The failure is from MPI-IO API MPI_File_open(), which is called by PnetCDF API ncmpi_begin_indep_data(): MPI error (MPI_File_open) : MPI_ERR_OTHER: known error not in list
It has been confirmed that these lock files are created by OpenMPI lib. Making inic/homme read-only has just moved the problem. .loc files are appearing again in relation to trying to read /lcrc/group/e3sm/data/inputdata/atm/cam/topo/USGS-gtopo30_ne30np4pg2_16xdel2.c20200108.nc
A related issue has been created for OpenMPI developers, see https://github.com/open-mpi/ompi/issues/10053 According to the feedback, this issue might have been fixed by OpenMPI 4.1.2
Chrysalis might build latest OpenMPI 4.1.2 module for testing.
module spider openmpi
--------------------------------------------------------------------------------------------------------------------------------------------------------------------------------------------------------
openmpi:
--------------------------------------------------------------------------------------------------------------------------------------------------------------------------------------------------------
Versions:
openmpi/2.1.5-tu6snxn
openmpi/4.0.4-hpcx-cy5n3ft
openmpi/4.0.4-hpcx-derf3y3
openmpi/4.0.4-hpcx-hghvhj5
openmpi/4.1.1a1-hpcx-2.8.0-u4oxaa4
openmpi/4.1.1-qiqkjbu
openmpi/4.1.1-73gbwq4
There were a couple of fail modes: In the first mode, the model would hang until it ran out of time and slrum killed it. This message was in the log file:
srun: Job step aborted: Waiting up to 32 seconds for job step to finish.

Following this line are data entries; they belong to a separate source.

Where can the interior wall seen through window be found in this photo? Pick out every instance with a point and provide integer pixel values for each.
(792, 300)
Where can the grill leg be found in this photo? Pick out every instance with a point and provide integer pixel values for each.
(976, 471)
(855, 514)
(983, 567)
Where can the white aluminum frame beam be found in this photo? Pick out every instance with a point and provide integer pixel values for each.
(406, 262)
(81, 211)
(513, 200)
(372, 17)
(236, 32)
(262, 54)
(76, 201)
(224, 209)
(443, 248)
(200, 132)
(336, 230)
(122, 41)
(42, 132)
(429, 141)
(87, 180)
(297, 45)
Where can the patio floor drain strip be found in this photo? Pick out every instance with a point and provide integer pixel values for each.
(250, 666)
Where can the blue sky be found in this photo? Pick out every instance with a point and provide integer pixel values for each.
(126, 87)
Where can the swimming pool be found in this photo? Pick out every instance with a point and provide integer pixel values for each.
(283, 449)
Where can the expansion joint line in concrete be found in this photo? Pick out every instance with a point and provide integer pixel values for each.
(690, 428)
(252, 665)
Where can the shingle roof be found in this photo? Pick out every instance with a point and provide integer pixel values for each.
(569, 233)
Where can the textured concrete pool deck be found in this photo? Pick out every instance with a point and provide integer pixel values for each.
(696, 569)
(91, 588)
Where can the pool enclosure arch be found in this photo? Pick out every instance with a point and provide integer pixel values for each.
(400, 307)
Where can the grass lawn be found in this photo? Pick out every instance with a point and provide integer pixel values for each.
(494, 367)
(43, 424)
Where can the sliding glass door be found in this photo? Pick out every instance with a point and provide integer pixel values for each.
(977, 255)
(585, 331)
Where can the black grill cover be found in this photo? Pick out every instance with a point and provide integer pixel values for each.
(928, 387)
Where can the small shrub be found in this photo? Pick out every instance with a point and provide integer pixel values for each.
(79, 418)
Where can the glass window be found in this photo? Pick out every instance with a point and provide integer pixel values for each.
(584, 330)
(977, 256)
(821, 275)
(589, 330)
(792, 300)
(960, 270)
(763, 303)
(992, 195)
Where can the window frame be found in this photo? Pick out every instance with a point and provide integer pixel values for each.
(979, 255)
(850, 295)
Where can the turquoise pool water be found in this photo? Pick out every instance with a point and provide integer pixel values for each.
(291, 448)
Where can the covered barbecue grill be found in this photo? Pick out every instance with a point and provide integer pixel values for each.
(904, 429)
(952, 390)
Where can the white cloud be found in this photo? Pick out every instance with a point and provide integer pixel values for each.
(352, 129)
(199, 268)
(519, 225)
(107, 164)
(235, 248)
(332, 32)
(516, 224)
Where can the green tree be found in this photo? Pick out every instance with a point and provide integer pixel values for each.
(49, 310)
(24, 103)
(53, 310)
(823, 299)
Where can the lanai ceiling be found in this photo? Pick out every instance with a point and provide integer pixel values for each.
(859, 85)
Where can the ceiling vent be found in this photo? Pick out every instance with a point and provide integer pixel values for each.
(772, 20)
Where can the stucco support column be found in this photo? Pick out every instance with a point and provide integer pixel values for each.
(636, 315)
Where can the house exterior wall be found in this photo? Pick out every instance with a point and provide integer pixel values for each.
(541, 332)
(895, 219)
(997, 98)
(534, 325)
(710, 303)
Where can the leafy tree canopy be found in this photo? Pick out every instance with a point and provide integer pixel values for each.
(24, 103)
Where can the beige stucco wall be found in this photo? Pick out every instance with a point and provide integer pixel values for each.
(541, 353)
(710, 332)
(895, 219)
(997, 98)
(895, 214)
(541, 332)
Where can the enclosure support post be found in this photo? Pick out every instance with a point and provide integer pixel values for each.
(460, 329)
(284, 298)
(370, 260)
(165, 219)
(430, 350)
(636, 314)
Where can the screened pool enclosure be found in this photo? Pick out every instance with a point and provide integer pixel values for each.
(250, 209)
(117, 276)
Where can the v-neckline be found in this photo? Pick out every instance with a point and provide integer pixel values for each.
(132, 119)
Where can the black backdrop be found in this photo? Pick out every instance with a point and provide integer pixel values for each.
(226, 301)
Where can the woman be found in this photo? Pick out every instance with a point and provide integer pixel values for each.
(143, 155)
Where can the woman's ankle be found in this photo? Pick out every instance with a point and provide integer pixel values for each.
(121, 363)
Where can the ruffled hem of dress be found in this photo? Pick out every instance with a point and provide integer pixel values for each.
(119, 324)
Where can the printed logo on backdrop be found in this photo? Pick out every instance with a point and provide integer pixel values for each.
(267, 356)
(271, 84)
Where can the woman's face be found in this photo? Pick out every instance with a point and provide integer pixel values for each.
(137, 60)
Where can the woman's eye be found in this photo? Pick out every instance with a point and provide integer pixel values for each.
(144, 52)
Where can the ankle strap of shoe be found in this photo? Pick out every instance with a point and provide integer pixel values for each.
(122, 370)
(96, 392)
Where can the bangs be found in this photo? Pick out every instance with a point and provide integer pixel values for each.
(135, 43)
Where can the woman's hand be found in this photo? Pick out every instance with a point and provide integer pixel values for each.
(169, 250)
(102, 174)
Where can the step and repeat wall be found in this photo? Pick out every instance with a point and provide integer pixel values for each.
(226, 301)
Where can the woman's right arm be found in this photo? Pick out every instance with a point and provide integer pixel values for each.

0: slurmstepd: error: *** STEP 146936.0 ON chr-0121 CANCELLED AT 2022-02-14T02:29:15 DUE TO TIME LIMIT ***
srun: got SIGCONT
In the second mode, it errors immediately with this message:
256: PIO: FATAL ERROR: Aborting... An error occured, Reading variable (hyai, varid=5) from file (/lcrc/group/e3sm/data/inputdata/atm/cam/inic/homme/cami_mam3_L
inoz_ne30np4_L72_c160214.nc, ncid=16) failed. Starting independent (across processes) access failed on the file. err=-204. Aborting since the error handler was
set to PIO_INTERNAL_ERROR... (/gpfs/fs1/home/ac.brhillman/codes/e3sm/branches/next/externals/scorpio/src/clib/pio_getput_int.c: 958)
On this test: PET_Ln9_PS.ne30pg2_EC30to60E2r2.WCYCL1850.chrysalis_intel.allactive-mach-pet.
There were a couple of fail modes: In the first mode, the model would hang until it ran out of time and slrum killed it. This message was in the log file:
srun: Job step aborted: Waiting up to 32 seconds for job step to finish. 0: slurmstepd: error: *** STEP 146936.0 ON chr-0121 CANCELLED AT 2022-02-14T02:29:15 DUE TO TIME LIMIT *** srun: got SIGCONT
In the second mode, it errors immediately with this message:
256: PIO: FATAL ERROR: Aborting... An error occured, Reading variable (hyai, varid=5) from file (/lcrc/group/e3sm/data/inputdata/atm/cam/inic/homme/cami_mam3_L inoz_ne30np4_L72_c160214.nc, ncid=16) failed. Starting independent (across processes) access failed on the file. err=-204. Aborting since the error handler was set to PIO_INTERNAL_ERROR... (/gpfs/fs1/home/ac.brhillman/codes/e3sm/branches/next/externals/scorpio/src/clib/pio_getput_int.c: 958)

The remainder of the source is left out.